The role for which he'll probably be most remembered, that of Darth Vader's scuba-gear vocal chords in 1977's Star Wars: A New Hope, was literally a day job: two hours of recording and $7,000 in pay. George Lucas was considering Orson Welles for the part, Jones told the Washington Post, ''but he thought Welles might be too recognizable. So he picks a guy from Mississippi, with a stutter.''

James Earl Jones in 2015
James Earl Jones in 2015.

Mike Pont/WireImage

He reprised the role in The Empire Strikes Back (1980) and Return of the Jedi (1983)­ — this time with a percentage of the gross — and later returned for projects including Revenge of the Sith (2005), The Rise of Skywalker (2019), and the 2014-2016 TV series Star Wars Rebels.
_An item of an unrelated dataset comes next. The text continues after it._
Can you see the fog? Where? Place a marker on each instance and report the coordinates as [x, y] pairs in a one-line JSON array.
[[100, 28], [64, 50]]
Jones officially stepped down from the role of Vader in 2022, and gave his permission to Lucasfilm to use archival recordings and AI technology to replicate his voice for the Disney+ series Obi-Wan Kenobi.

As for his other legacy voice-over character, Jones first played Mufasa in the 1994 animated film The Lion King, then returned for the animated sequel The Lion King II: Simba's Pride in 1998, the animated TV movie The Lion Guard: Return of the Roar in 2015, and once more for 2019's live-action Lion King remake.

Jones also made further inroads in TV, playing author Alex Haley in Roots: The Next Generation (1979) and testing the series waters in short-lived crime dramas like 1979’s Paris and 1990’s Gabriel's Fire. He also appeared in the TNT drama Agent X in 2015.

He kept busy in movies as well, always an august character presence. His most recent big-screen roles were the 2018 action-thriller Warning Shot and Coming 2 America, the 2021 sequel to the 1988 comedy classic Coming to America.

Jones' most indelible late-era film role may be Terence Mann, the tormented cult novelist and Red Sox freak whom Kevin Costner brings along for the ride in Field of Dreams (1989). As with so many of the men Jones played, that character begins in frosty reluctance and flowers into warmth, and then that voice booms out, covering everything with seasoned joy. It won't fade for a very long time.